Monday, September 26, 2022

Salinger’s Women




J.D. Salinger’s Women
by Deanna Schmidt

It’s no secret that J.D. Salinger was attracted to a certain “type” of woman: young, innocent, and sexually inexperienced. Even though these relationships tended to raise eyebrows from disapproving onlookers, Salinger’s intentions were arguably pure. He never wanted to hurt or take advantage of these women; he was, as I see it, simply looking for companionship. Salinger wasn’t the slighted bit interested in having sex with the women he pursued. His desires were, rather, focused on one thing: the innocence of his female companions. Salinger had succumbed to his own disease— the “Catcher In the Rye complex.” His biggest wish was to find a young girl to love, protect, and live out the rest of his life with. Salinger went through a myriad of women in search of his perfect match, struggling to find a woman who could meet his high standards. While Salinger was waiting to discover his young lover, he crafted stories filled with older men who lusted over them— an outlet that allowed him to fulfill some of the desires that he could not realize in his own life. His writing, however, was not enough to quench his thirst, and Salinger continued to search for this illusory innocent throughout his adult life.


Oona O’Neill

On the surface, 16 year-old Oona O’Neill seemed to be everything that the young, 22 year-old Salinger could have asked for. As the daughter of the Nobel Prize winning playwright Eugene O’Neill, the spotlight shone on Oona at an early age. She was constantly surrounded by men who fawned over her, and she quickly learned to use this power to her advantage to cast a spell on some of most brilliant men of her time, o including the budding writer.

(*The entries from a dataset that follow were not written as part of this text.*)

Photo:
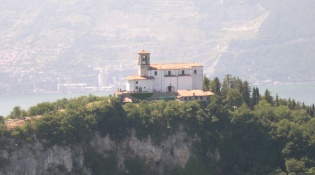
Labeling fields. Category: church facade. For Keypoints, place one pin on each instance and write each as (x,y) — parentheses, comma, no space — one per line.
(164,77)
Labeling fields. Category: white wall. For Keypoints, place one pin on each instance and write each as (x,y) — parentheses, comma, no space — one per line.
(146,85)
(197,78)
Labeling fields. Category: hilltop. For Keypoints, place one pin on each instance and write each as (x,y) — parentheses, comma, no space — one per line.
(237,132)
(44,44)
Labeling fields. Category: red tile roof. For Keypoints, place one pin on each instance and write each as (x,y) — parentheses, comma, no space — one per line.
(173,66)
(191,93)
(138,77)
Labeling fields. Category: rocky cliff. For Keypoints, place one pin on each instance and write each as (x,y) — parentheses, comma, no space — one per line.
(36,158)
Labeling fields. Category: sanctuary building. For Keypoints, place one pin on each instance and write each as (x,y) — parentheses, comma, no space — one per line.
(164,77)
(181,81)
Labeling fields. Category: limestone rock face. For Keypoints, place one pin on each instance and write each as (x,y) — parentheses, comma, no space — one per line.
(35,159)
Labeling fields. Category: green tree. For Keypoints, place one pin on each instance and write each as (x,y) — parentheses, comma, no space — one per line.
(215,86)
(294,166)
(255,97)
(1,119)
(245,91)
(268,97)
(17,112)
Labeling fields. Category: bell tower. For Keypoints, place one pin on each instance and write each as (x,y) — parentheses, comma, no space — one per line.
(143,63)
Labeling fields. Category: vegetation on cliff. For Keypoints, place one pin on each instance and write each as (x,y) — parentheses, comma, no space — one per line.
(254,133)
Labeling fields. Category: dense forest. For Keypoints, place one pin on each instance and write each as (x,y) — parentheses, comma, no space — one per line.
(254,132)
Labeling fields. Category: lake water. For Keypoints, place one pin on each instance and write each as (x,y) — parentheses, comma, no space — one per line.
(8,102)
(303,92)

Salinger, like many men before him, was immediately attracted to O’Neill’s beauty and innocence. Her pictures graced the pages of newspapers and magazines, and her smile seemed to entice every man that laid eyes on her. O’Neill was the epitome of innocence; she was named debutante of the year when she was seventeen and was often photographed at The Stork Club clutching a glass of milk (because, of course, she was underage). Soon enough the two were in love, though both were clearly looking for different things from one another. For Salinger, it was O’Neill’s innocence and beauty that charmed him, as well as the scars of her damaging past (O’Neill the father was a notorious alcoholic). He was attracted to people who were broken, and Oona was certainly that. With a distant father, who, like Salinger, thought more highly of his characters than his own children, O’Neill grew up without the father-figure she needed and compensated by dating a succession of accomplished men in order to find one who could replace him. For O’Neill, it was Salinger’s writing that drew her in. His rising career made him a promising candidate to fulfill the role that she was looking for in a man.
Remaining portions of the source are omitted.